Le premier producteur mondial d’électricité, EDF, a mis sous revue stratégique certains de ses actifs. Le groupe souhaite en céder une partie sous quatre ans, afin de financer ses futurs projets. 


Opération dégraissage en vue chez EDF. L’électricien français souhaite se séparer d’au moins dix milliards d’actifs d'ici 2020. Il a mis sous revue stratégique certaines activités afin d’envisager leur cession à terme. Aucune décision définitive n’a été annoncée pour le moment. 

La production fossile sur la sellette

En tête des actifs concernés, les installations européennes de production d'électricité à base de combustibles fossiles et les activités de production et de commercialisation autour de ces mêmes combustibles dans le monde.
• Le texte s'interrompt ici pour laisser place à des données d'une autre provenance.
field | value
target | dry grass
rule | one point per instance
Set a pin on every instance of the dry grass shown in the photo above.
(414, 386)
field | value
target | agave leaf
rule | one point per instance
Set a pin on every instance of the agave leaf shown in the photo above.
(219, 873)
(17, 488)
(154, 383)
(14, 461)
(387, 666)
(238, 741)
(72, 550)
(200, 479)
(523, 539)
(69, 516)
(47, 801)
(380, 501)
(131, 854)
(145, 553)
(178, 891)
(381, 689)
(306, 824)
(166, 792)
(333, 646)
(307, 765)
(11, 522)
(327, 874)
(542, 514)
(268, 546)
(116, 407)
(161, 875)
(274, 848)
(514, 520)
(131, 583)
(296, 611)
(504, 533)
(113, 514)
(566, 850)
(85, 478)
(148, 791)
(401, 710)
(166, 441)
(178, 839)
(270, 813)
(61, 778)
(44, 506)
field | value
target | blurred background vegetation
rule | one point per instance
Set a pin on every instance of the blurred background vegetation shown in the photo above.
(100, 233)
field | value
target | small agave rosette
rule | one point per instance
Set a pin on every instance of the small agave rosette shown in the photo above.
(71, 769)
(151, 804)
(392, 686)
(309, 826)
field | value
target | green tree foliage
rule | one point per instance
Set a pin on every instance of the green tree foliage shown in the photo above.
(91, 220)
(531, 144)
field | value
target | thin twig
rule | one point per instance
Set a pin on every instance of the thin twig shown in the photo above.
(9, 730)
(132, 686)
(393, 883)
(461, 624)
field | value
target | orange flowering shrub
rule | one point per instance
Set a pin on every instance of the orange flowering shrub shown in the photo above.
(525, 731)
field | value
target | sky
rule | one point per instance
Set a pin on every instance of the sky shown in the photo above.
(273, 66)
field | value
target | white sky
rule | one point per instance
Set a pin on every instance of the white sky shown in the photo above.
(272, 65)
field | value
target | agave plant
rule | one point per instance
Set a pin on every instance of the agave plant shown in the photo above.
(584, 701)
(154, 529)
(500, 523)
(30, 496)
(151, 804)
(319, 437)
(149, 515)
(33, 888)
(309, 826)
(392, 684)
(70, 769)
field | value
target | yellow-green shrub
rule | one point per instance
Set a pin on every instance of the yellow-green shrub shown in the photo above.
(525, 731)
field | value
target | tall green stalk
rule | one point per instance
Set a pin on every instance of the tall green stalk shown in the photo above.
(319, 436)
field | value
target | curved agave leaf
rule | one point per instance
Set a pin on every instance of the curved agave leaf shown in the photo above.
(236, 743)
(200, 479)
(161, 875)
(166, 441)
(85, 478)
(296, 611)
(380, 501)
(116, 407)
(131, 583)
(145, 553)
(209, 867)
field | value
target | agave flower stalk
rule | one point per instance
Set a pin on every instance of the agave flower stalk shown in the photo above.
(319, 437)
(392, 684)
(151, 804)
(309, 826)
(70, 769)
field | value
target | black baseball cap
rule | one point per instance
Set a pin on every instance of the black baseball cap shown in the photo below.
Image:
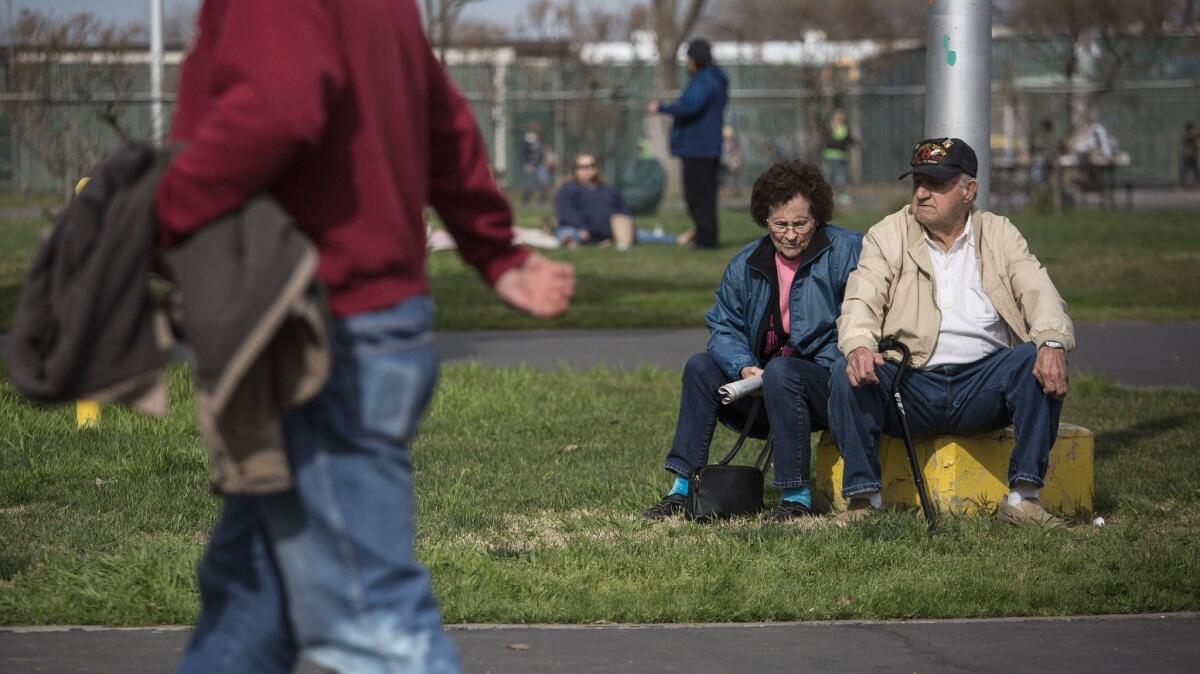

EDF a annoncé cet été un état des lieux stratégique de ses centrales à gaz et à charbon sur le Vieux Continent, un choix logique alors qu’il ne cesse de marteler sa volonté de devenir le champion de l’électricité décarbonée

Autre actif important menacé de vente : l’activité exploration-production de sa filiale italienne Edison, exploitant le gisement égyptien d’Aboukir, une réserve de 46 milliards de mètres cubes de gaz. Mais la cession de cette branche représente des risques de dévalorisation, en raison de la faiblesse actuelle du cours des hydrocarbures.

Investissements massifs, notamment dans les EPR

Si EDF veut vendre, c’est parce que le groupe a besoin d’argent frais pour réaliser de futurs investissements. Le rachat de l’activité “réacteurs nucléaires" d’Areva, le bouclage difficile de l’accord sur la construction de deux EPR à Hinkley Point, en Grande-Bretagne et la remise à niveau du parc français de centrales nucléaires classiques vont engendrer des dépenses massives dès les prochains mois. EDF souhaite maintenir ses objectifs financiers pour 2018 sans négliger son cours de bourse. Pour cela, il devra vendre, forcément.